Environmental Alteration of PCB Mixtures

Environmental PCBs occur as mixtures whose compositions differ from the commercial mixtures. This is because after release into the environment, PCB mixture composition changes over time through chemical transformation and preferential bioaccumulation [Cogliano 1998].

Chemical transformation can occur through biodegradation of PCB mixtures in the environment. PCBs with higher chlorine content are extremely resistant to oxidation and hydrolysis.

Preferential bioaccumulation occurs in living organisms. Bioaccumulation through the food chain tends to concentrate congeners of higher chlorine content.

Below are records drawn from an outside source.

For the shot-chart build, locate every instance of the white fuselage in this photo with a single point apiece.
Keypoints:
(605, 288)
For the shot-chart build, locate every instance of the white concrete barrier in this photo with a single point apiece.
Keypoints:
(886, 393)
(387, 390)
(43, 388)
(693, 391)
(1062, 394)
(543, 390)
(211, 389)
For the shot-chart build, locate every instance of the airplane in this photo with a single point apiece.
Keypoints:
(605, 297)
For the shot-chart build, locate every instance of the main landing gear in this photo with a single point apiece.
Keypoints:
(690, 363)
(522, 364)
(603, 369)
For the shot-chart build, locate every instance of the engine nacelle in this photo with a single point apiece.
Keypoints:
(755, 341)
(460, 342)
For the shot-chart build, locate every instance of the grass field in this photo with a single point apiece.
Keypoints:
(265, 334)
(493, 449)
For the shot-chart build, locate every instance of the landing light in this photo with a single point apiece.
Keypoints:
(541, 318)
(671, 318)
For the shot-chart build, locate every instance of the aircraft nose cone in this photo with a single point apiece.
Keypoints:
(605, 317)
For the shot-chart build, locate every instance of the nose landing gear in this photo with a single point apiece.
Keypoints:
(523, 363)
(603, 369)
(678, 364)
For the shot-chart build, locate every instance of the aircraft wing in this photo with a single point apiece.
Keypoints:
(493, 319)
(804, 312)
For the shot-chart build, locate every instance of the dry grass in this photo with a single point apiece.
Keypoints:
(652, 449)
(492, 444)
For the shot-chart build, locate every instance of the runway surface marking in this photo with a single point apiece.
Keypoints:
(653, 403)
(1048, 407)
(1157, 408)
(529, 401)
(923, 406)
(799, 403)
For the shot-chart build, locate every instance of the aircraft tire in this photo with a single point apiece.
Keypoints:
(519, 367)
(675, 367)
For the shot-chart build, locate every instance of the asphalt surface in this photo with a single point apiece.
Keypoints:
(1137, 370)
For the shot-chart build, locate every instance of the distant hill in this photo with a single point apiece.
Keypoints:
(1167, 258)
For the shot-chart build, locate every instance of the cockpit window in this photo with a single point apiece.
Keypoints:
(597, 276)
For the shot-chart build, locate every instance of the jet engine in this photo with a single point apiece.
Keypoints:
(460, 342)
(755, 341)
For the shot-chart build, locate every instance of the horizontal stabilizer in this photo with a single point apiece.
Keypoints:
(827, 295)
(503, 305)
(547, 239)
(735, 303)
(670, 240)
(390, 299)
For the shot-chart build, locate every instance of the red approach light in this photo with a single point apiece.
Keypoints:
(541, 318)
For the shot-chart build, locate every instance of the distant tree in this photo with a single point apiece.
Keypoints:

In humans, bioaccumulated PCBs also appear to be more persistent in the body [Hovinga et al. 1992]. This is significant because bioaccumulated PCBs appear to be more toxic than original Aroclors in animals [Aulerich et al. 1986; Cogliano 1998].

Key Points
  • PCBs are stored in adipose tissues.
  • The liver is the primary site of metabolism of PCBs.
  • The slow metabolism and high lipid solubility of PCBs lead to bioaccumulation.
  • Binding of PCB metabolites to nucleophilic cellular macromolecules may contribute to the toxic effects of PCBs.
  • After release into the environment, PCBs occur as mixtures whose compositions differ from the commercial mixtures. Bioaccumulated PCBs also appear to be more persistent in the body.